Family first. My wife, my kids. They’re the actual point. Beyond that, I’m wired to build. I like solving problems that other people have written off as too messy or too hard. Reputation work scratches that itch because it’s part strategy, part technology, and part human. Somebody’s career, somebody’s name, somebody’s livelihood is on the line, and the answer is never in a textbook. I also enjoy the craft of running a company. Hiring well, designing comp plans that work, building culture from scratch. That stuff is its own creative discipline.
What’s the hardest part of the job that never shows up in press releases?
Carrying the weight of other people’s worst days. When somebody calls us, it’s almost never a good day for them. There’s a news article, a Google result, a viral post, a court case, a former employee. They’re scared. Sometimes they’re embarrassed. You internalize a lot of that, especially in the first few years, and you have to learn how to hold it without taking it home. The other thing nobody talks about is the loneliness of being the person who has to make the call when the answer isn’t clear. Founders carry more uncertainty than anyone sees.
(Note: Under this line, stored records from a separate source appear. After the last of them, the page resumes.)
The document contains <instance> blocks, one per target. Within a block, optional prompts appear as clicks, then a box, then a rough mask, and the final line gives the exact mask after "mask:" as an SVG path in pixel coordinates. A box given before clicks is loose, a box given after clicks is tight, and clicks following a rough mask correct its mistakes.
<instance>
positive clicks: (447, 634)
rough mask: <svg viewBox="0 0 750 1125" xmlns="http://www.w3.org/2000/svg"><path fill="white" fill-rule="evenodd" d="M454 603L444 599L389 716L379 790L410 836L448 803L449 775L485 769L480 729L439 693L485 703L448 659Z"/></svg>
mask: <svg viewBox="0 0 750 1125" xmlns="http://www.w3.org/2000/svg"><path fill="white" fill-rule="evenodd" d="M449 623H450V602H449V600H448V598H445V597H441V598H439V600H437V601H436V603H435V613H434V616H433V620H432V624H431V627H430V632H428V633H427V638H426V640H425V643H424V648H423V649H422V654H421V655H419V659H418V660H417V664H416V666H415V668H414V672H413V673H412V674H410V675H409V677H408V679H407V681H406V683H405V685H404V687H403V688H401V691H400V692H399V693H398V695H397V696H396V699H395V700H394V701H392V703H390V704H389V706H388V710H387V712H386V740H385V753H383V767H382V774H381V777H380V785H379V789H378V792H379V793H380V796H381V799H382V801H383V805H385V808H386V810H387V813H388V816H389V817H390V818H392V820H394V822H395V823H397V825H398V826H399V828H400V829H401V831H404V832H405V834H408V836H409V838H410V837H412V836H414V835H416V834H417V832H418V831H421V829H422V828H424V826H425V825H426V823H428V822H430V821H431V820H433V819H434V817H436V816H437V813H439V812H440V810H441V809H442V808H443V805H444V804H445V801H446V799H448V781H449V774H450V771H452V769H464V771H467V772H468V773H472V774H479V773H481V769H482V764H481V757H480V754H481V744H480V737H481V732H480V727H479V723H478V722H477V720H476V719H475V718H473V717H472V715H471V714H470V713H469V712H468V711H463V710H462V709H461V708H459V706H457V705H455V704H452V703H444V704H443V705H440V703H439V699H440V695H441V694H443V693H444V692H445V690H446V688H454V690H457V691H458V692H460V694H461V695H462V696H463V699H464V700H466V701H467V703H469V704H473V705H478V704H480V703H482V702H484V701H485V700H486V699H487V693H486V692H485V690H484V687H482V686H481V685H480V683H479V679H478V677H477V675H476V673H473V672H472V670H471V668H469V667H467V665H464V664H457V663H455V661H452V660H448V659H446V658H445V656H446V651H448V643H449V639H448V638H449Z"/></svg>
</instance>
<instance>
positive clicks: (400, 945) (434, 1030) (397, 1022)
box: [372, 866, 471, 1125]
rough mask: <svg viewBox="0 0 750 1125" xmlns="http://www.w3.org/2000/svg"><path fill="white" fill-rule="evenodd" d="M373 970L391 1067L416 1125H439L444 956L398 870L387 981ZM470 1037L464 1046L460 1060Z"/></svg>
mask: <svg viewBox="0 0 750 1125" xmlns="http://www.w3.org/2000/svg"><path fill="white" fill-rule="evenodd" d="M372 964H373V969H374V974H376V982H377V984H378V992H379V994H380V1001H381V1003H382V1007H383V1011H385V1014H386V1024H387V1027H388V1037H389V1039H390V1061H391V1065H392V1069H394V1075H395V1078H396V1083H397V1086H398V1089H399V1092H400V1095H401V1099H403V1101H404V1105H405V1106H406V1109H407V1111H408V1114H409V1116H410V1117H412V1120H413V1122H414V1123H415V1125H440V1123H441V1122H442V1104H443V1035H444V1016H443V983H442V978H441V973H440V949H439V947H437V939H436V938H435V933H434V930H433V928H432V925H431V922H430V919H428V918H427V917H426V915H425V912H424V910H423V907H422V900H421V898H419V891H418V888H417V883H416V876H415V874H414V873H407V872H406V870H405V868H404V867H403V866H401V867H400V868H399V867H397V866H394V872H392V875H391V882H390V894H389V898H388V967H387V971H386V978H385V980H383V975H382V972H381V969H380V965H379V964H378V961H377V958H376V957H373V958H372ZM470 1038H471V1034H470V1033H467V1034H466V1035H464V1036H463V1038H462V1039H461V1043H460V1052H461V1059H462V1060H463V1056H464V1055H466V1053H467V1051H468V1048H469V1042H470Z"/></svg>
What’s one thing you’d tell someone who wants to be where you are?
Build the boring infrastructure before you build the brand. Most founders chase visibility, the podcast appearances, the magazine features, the personal site, before they have the operations underneath that can actually deliver on what the brand is promising. I’m a believer in personal brand. ChrisHinman.com exists for a reason. But it works because there’s a real company behind it. Get the delivery right first. Hire one role ahead of where you think you need to. And don’t outsource the thing you’d most regret losing control of. For me, that’s been client outcomes and the product layer at AIOverview.com.